Alibaba has grown at a breakneck pace since it was founded 20 years ago, establishing itself as the largest e-commerce company not just in China, but in the world. Its latest results, though, reflect the cooling economy in its home country, which earlier this month reported GDP growth of 6.6 percent in 2018, the slowest pace since 1990.
To be sure, Alibaba’s revenues are still eye-popping by most standards: revenue for the quarter ended Dec. 31, 2018 was 117.28 billion yuan (US$17.06 billion), an increase of 41 percent over the same period in 2018. Its core commerce revenues rose 40 percent 102.84 billion yuan ($14.95 billion). Still, this was the slowest growth it has seen since early 2016, stoking concerns about the potential impact of the U.S.-China trade war and more cautious spending overall.
The company reassured investors, though, beating expectations on adjusted earnings per share, which grew 15 percent year-over-year to 12.19 yuan ($1.77), and net income, which rose 33 percent to 30.96 billion yuan ($4.81 billion). Alibaba’s stock was up more than 6 percent at market close on Wednesday.
On a call with investors and analysts, Alibaba CEO Daniel Zhang acknowledged the external pressures of the economic climate. “The slowdown of macro might cause concerns in the market; however, what we see from Alibaba’s platforms is Chinese consumption growth is still strong,” he said.
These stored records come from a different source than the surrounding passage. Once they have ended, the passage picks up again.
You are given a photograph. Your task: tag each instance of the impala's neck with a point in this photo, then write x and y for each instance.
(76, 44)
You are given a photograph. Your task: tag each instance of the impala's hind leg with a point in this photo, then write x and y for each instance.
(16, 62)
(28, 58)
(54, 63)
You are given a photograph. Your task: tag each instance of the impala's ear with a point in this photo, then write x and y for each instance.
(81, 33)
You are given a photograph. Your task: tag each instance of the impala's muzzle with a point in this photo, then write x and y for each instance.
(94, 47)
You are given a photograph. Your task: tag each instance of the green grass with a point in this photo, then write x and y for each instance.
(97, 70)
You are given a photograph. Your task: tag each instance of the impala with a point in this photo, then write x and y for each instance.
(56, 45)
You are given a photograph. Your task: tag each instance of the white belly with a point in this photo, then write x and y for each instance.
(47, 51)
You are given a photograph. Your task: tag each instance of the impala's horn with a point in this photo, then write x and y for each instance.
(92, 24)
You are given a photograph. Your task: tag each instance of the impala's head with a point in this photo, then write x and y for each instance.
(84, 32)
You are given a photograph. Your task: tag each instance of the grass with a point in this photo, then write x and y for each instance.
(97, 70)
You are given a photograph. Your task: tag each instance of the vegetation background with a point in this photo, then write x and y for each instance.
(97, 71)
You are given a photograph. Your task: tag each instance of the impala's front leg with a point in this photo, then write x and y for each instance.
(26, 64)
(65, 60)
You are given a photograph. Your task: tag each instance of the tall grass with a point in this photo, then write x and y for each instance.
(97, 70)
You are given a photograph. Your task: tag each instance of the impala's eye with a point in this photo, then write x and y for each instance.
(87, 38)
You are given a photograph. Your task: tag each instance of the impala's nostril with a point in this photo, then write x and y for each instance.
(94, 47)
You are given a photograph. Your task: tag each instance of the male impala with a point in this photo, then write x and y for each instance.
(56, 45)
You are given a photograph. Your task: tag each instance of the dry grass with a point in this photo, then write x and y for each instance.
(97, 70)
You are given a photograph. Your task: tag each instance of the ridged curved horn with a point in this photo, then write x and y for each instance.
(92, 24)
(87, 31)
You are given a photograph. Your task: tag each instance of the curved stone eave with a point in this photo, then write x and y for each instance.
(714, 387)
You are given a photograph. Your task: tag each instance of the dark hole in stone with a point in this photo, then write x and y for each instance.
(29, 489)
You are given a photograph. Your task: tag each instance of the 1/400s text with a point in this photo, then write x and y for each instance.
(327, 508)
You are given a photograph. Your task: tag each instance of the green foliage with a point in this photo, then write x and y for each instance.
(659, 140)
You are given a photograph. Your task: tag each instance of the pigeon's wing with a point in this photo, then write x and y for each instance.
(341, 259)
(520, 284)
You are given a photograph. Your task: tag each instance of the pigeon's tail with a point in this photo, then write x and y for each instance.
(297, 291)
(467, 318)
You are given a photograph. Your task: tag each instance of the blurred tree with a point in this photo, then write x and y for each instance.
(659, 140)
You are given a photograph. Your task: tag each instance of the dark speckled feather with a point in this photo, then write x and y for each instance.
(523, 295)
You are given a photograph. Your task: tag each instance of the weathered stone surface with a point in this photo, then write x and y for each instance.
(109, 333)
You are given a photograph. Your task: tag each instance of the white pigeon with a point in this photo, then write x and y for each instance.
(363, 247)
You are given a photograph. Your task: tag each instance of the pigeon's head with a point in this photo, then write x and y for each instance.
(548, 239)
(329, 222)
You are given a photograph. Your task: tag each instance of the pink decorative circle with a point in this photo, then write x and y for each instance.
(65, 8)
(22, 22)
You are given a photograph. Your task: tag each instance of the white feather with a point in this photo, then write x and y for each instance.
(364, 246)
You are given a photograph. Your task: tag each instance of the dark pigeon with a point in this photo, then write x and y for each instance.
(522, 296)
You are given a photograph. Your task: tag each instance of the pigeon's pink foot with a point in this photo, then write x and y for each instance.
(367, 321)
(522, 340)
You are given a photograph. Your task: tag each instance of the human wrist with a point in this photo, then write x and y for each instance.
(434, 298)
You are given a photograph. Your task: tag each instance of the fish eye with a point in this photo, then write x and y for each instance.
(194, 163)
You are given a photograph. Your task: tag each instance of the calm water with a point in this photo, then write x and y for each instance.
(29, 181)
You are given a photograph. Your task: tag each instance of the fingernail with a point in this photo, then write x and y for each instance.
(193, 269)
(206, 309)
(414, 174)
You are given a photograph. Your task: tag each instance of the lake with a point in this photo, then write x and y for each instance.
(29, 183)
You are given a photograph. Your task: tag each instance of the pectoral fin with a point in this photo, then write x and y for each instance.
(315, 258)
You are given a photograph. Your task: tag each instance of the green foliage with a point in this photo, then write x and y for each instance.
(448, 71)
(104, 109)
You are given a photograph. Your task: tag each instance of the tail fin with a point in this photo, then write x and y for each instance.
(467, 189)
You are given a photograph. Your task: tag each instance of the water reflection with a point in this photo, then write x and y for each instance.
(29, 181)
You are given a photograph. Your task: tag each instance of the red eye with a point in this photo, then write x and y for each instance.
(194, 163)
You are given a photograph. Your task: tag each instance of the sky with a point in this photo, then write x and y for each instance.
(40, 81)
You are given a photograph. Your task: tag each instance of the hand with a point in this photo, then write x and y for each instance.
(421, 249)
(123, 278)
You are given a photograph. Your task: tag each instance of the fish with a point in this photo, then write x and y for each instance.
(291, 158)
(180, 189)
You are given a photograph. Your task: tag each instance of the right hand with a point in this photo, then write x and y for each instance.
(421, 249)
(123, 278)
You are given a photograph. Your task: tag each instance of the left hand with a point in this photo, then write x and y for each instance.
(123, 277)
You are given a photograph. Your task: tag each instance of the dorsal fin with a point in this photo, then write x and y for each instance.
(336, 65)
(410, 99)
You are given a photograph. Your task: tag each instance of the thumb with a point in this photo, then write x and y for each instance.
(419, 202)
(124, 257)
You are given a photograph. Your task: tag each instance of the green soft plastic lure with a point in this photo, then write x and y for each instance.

The quarter included Alibaba’s tenth annual Singles’ Day shopping event, which this year brought in $30 billion in gross merchandise value within 24 hours. The company also added 35 million annual active customers on its retail marketplaces between Sept. 30 and the end of the year, for a total of 636 million.
In its earnings report, it highlighted the importance of new users from outside major cities, a big growth opportunity in China. “Over 70 percent of the increase in annual active consumers was from third- and lower-tier cities, demonstrating the success of our initiatives to cater to a broader base of users through simpler interfaces for first-time or less frequent users,” it said.